姜之杳嚇得不敢動,她聽著剛才那聲尖叫像是女人發出的,村里人都知道山上有野人,這時候除了她哪有女人還敢上山?
姜之杳也不敢貿然行動,她微微蹲下身體,藏在雜草叢后面,想看看到底是個什么情況。
山上的林子里持續傳出一陣陣雜亂的聲音,只是尖叫的女人再也沒有發出過其他聲音。
蹲了約摸十分鐘,姜之杳腿有一點麻,剛想起身,就聽前方又傳來一聲物體落地的沉悶聲音。
姜之杳屏住呼吸,生怕自己被發現。
強忍著腿部針扎般的酸麻,她又觀望了幾分鐘。
那個摔在地上的東西一直沒有動靜。
姜之杳終于站起來,小心翼翼地往前走。
走了大概二十多米,她才來到一塊兒空地。
而空地上正趴著一個人形物體。
說是物體,是因為那玩意兒渾身上下都是樹枝樹葉藤蔓,根本看不出什么明顯的生物特征。
姜之杳遠遠地用一根棍子戳了戳,人形物體動了動,卻沒什么反應。
應該是徹底昏過去了。
姜之杳膽子大了些,猜想這應該就是昨天晚上的野人。
這沒準兒是書中的大佬呢,姜之杳一想到這個,心中的懼怕便又消散了幾分。
她走到野人身邊,將人給翻了過來。
本以為會很費力,卻沒想到憑她的力氣,輕松就將野人給翻了個個兒。
怎么會這么輕?那位大佬可是個男人,就算天天吃不飽,也不至于這么輕飄飄的吧?
姜之杳皺眉,伸手去扒拉野人臉上亂糟糟的頭發。
等到臟兮兮的臉露出來,姜之杳更加納悶了。
看這臉部輪廓,怎么那么像女人呢?
太多想不通的地方了,姜之杳腦子也跟著亂成一團。
她又扒拉了幾下野人身上纏著的樹葉藤蔓,不出意外地看到了對方腿上和背上的傷口。
傷口很是猙獰,背上的約摸二十多厘米長,不算太深,卻著實嚇人,皮肉外翻著,邊緣處已經化膿了,看著就很疼。

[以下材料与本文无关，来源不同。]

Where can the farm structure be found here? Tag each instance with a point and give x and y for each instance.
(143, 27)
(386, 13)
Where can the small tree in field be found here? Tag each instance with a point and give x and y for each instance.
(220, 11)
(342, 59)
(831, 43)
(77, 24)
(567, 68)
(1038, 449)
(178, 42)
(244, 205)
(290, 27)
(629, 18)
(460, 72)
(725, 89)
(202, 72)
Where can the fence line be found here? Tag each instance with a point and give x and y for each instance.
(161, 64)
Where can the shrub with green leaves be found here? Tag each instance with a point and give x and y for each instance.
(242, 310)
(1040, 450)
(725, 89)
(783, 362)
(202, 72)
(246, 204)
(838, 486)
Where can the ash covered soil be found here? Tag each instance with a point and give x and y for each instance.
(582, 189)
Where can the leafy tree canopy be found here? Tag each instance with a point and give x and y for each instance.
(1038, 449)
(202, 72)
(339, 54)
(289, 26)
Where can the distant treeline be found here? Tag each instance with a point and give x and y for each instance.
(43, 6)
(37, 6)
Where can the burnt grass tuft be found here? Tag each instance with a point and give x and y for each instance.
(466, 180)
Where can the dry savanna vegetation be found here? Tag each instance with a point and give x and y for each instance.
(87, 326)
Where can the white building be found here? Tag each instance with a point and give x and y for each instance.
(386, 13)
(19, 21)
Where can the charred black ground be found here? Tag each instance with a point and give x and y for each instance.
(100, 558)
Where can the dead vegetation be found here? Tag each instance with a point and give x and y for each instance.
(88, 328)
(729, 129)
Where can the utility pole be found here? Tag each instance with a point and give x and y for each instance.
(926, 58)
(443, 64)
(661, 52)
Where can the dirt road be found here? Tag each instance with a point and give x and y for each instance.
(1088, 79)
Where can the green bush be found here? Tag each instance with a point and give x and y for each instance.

而且這傷口有些奇怪,像是被人從后面拿什么銳利的東西砍的。
不是說這山上只有野人嗎?那又是誰砍傷了野人?
野人腿上的傷口就更好辨認了,一看就是摔的,而且傷到骨頭了,如果再任由傷口這么發展下去,估計這條腿就瘸了。
姜之杳眉頭緊鎖,視線落在野人另一條腿上,那上面插著一個針頭?
她俯身將針頭拔下來,仔細觀察。
針頭的樣式很特殊,不太像這個時代的產物。
而且看這野人昏迷不醒的樣子,很有可能就是這針頭搞的鬼。
姜之杳湊近針頭,極為小心地聞了一下,一絲氣味也沒有。
一般來說,不管是麻醉藥還是迷藥,都會或多或少有一些氣味,是其中某個成分散發出來的。
可這導致野人昏迷的迷藥卻無色無味,簡直比現代的高科技還要高科技。
姜之杳已經不用想都能猜到這針頭的來源了。
原書中,女主沈南月的腦海里可是存在著一個所謂系統的東西的。